The internal Redfish discovery mechanism within SMD, while adept for the HPE nodes it was built for, posed challenges when extrapolated to diverse hardware types. As we attempted to use it with unknown hardware, it proved challenging to differentially troubleshoot issues with the hardware itself and issues with the software attempting to map the hardware. The quest for a more robust, universal discovery process led us to the bmclib project. Our endeavors crystallized into Magellan – a tool named in homage to the iconic explorer. With its foundation in the bmclib, Magellan rapidly matured into an autonomous SMD client, ushering in enhanced reliability and scalability. As we expanded its capabilities, integrating big data logging functionalities, Magellan solidified its position as a pivotal component in our HPC management toolset. Its independent architecture opened avenues for versatile deployments, as exemplified by our experiment with AWS-hosted SMD and locally-operated Magellan.
CSM’s traditional deployment relied heavily on Helm charts within Kubernetes clusters, detailing the intricate microservice interplay.
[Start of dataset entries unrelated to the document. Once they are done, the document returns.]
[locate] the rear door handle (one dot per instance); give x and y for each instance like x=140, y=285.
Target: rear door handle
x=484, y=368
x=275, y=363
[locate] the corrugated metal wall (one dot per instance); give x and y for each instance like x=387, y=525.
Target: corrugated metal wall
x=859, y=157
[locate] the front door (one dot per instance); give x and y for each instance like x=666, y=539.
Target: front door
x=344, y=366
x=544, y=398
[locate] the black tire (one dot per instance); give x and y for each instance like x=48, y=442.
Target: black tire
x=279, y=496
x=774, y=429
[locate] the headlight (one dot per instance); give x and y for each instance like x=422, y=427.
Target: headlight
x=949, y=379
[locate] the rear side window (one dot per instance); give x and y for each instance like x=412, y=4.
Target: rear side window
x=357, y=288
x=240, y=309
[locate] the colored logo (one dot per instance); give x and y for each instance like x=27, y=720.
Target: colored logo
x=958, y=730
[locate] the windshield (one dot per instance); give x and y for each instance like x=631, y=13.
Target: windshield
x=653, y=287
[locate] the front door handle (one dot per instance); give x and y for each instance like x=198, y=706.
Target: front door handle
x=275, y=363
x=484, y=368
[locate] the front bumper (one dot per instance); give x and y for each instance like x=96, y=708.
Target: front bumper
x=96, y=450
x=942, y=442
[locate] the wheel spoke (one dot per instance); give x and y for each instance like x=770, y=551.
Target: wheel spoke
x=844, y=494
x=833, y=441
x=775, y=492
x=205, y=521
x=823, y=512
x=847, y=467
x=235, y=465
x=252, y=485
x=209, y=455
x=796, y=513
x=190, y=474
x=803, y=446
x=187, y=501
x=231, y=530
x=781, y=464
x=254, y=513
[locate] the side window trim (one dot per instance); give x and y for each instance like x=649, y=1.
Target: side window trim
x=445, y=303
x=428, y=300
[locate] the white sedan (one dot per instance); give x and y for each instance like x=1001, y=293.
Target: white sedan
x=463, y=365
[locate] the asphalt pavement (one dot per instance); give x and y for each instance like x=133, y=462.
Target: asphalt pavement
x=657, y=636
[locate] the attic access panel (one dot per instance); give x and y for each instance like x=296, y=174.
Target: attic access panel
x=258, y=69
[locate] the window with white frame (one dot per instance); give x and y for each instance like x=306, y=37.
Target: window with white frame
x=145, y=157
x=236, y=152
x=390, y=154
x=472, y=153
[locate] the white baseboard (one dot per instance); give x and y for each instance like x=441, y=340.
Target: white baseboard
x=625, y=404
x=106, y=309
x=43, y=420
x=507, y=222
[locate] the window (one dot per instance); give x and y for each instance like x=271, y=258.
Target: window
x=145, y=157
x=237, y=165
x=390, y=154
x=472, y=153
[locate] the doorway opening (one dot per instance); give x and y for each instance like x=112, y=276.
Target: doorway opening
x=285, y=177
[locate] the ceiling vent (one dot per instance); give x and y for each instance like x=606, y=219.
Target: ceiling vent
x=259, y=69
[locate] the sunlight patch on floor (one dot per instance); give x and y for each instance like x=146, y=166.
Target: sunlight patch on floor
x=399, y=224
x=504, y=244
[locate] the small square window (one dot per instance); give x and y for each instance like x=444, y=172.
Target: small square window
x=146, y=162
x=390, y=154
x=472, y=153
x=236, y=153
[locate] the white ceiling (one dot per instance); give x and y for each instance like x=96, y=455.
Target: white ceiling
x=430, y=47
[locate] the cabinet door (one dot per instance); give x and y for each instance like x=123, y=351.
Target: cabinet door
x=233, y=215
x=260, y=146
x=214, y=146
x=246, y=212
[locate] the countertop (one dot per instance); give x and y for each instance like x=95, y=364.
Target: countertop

Our goal was to be as minimalist as possible with the codebase so we experimented with alternate deployment strategies. All proved useful for different microservice deployment and management needs:
Docker Compose: Suited for compact deployments or development settings, Docker Compose provides a streamlined method, emphasizing rapid deployment without sacrificing inter-service communication.
Native Binary Deployment: For environments devoid of container orchestration, we engineered a model where microservices operate as native binaries. This approach trades off some automation for enhanced control and direct oversight. As part of developing the native binaries, we discovered that environment variables and commandline flags were much easier to iterate with than configuration files.
Hybrid Deployment: Venturing into the realm of cloud integration, we experimented with models that combined local operations with cloud scalability. Such deployments leverage the best of both worlds, optimizing resource allocation and ensuring resilience.
As part of our exploration of deployment strategies, we invested two weeks in deploying microservices using AWS Elastic Container Service and Lambda. Through some trial and error, we were able to deploya fully functional SMD and BSS on ECS while Magellan and the network services continued to run locally. This strategy was beneficial for cycle time. We could iterate at different speeds on different parts of the stack. One person redeploying a microservice didn’t necessarily impact someone else’s work on a different one. It got even more interesting as we integrated AWS Cognito for authentication/authorization and introduced lambda functions for managing access to S3 buckets and for registering clusters. While two weeks wasn’t enough time for us to build a repeatable end-to-end demo, it was enough time to show us what’s possible with the cloud and get us thinking about what other options we might pursue in the future.
The HPC landscape is rife with challenges and opportunities. Our exploration, spanning the vast repositories of HPE’s open-source release, to pioneering discovery with Magellan, and delving into versatile deployment strategies, has been illuminating. System management, often relegated to the background, stands out as a linchpin in HPC’s pursuit of efficiency. Our endeavors underscore the necessity for adaptive, resilient system management paradigms, which can drastically augment the uptime and efficiency of HPC setups.